My conclusion is that now the template for hw.py generates the current pywork/hw.py programs for all the dictionaries.

comment on Python 3 --TODO

In the original template, @drdhaval2785 also introduced some changes (notably with 'print') so that the template would generate a program appropriate for both Python2 and Python3. The current matching form of the template for hw.py does NOT include this change. But now that we can be sure the template correctly generates the Python2 versions, we can make further alterations (to makotemplates/hw.py) to re-insert Python3 compatibility.

funderburkjim commented 4 years ago

Confirm constant updateByLine.py

The version makotemplates/updateByLine.py is almost identical to the version MWScan/2014/pywork/updateByline.py. The only difference is that the makotemplates version has the Python2/3 compatibility statement from __future__ import print_function.

Comparing the MWscan version to the versions for other dictionaries, the only dictionaries whose updateByLine.py version has unexplained differences are those for ACC, MD, and WIL dictionaries. These latter do not contain the 'ins' and 'del' functionality of the MW version.

Conclusion: The makotemplate version is ok to use for all dictionaries.

Python2/3 compatibility

The makotemplate version is compatible with both Python2 and Python3.

Is from __future__ import print_function needed?

In our usage, I think it is NOT needed, but is optional.

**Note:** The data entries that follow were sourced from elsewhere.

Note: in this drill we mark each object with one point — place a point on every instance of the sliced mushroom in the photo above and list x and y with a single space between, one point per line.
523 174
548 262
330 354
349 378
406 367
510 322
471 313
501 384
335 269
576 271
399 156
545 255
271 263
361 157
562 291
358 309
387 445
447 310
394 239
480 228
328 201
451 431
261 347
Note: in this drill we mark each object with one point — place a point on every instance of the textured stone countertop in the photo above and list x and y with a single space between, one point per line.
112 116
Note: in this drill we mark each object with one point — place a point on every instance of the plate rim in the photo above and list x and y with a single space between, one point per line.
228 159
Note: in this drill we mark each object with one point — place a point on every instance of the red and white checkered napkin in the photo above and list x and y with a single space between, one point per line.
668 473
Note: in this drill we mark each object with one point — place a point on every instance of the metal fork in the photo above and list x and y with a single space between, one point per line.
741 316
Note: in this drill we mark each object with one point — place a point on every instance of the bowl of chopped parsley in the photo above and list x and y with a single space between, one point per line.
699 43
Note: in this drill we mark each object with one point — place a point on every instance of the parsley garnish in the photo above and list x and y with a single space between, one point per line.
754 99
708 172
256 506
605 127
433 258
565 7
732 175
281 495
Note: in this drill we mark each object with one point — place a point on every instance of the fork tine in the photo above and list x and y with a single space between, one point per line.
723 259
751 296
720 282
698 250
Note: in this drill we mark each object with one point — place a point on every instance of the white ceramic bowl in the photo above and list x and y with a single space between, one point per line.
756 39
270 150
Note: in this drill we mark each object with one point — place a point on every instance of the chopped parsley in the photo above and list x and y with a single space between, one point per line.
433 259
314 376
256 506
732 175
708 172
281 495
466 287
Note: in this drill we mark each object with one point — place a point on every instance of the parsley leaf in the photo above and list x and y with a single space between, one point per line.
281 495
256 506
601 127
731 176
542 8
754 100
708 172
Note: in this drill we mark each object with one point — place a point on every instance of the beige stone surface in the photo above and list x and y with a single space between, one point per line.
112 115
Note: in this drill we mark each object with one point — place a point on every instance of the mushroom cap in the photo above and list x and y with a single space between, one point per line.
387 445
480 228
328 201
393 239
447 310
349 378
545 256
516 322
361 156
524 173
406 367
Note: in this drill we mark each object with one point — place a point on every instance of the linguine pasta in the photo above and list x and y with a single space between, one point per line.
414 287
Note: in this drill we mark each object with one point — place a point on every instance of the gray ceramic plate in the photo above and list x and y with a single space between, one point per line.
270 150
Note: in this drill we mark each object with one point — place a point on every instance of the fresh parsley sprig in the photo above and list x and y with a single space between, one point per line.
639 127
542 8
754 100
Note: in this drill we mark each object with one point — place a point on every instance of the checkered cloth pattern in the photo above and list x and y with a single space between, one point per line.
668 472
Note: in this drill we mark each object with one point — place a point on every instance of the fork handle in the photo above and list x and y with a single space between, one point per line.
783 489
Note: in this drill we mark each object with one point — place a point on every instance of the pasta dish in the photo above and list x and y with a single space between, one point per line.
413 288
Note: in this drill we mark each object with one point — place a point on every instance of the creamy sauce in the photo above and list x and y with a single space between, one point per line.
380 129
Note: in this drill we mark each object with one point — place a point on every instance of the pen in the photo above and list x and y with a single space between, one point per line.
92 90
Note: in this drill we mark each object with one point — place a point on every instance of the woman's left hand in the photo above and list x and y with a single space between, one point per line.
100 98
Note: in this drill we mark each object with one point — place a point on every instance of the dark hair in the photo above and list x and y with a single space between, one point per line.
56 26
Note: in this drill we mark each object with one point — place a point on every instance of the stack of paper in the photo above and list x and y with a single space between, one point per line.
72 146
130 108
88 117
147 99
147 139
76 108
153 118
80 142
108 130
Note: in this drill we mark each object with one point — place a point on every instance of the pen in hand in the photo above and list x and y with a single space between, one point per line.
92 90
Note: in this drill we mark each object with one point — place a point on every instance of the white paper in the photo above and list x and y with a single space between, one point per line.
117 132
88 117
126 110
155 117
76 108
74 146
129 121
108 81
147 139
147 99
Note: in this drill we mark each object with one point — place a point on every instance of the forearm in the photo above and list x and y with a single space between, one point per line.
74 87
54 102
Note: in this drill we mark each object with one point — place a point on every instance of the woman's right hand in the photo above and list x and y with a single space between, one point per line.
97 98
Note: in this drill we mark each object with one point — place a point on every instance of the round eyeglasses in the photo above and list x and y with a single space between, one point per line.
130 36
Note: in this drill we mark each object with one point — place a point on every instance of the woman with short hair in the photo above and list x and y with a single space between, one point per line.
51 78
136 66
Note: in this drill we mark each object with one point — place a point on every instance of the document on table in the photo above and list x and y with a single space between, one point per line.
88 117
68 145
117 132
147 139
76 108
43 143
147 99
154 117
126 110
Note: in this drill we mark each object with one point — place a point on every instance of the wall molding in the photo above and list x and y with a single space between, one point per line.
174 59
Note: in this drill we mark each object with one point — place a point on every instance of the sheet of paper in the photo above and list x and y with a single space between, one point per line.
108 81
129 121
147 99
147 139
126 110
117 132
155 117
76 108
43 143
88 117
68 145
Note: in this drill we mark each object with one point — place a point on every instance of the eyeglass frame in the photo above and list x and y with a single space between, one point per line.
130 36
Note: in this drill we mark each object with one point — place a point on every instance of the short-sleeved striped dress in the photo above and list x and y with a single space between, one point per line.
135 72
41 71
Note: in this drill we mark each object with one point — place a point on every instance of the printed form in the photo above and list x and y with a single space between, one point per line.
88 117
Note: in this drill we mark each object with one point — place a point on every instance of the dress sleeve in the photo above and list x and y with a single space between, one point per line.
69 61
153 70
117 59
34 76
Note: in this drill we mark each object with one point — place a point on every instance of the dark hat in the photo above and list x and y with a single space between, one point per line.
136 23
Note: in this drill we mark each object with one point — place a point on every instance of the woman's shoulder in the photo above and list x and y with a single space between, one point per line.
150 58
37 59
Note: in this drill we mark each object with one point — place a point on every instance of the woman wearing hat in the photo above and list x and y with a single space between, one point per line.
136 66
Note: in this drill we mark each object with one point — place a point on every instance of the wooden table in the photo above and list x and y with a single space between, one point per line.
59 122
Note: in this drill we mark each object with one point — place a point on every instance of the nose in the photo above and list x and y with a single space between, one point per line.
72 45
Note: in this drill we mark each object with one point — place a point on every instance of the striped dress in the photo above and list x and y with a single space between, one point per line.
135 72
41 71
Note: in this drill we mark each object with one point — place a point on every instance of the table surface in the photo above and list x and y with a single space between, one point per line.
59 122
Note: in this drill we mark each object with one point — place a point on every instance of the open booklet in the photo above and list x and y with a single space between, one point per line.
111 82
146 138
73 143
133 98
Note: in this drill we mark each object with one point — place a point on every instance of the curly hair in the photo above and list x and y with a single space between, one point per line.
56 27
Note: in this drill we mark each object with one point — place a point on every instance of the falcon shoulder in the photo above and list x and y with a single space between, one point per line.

Python 2/3 compatibility does require that we change Python print expressions, like print x,y,z to the form print(x,y,z). But this expression gives slightly different output when run under Python2 or 3. Example: Suppose print(1,2,3) is executed in:

However, Since we only use print statements for output (usually debug output) whose only use is programmer examination, the minor differences in the output by Python 2/3 is immaterial to us.

If the from __future__ import print_function statement is included, then print(1,2,3) yields the same result with both Python2 and 3. Proof: enter the program temp_print.py:

from __future__ import print_function
print(1,2,3)

Whether run with python2 or python3, the terminal output is the same: 1 2 3.

Conclusion is that it is slightly better for us to include the from __future__ import print_function statement` in programs that might be run under Python2 or Python3.

funderburkjim commented 4 years ago

Final conclusions of this comment

All the eight programs in the makotemplates inventory correctly generate dictionary versions.

Python 2/3 compatibility

All the makotemplates python programs use print(x,y,z) form, so should be ready for Python2 or 3.

Could the templates be made into constants?

I think the answer is 'yes'. The only template parameter used in the template files is dictlo.

In hw.py, the distinction provided by dictlo could be removed entirely, while retaining functional equivalence.

In the other 3, the dictlo distinction is probably needed.

drdhaval2785 commented 3 years ago

Could the templates be made into constants?

@funderburkjim, Does this issue survive or closable?

funderburkjim commented 3 years ago

This 'templates and constants' issue in csl-pywork is closable.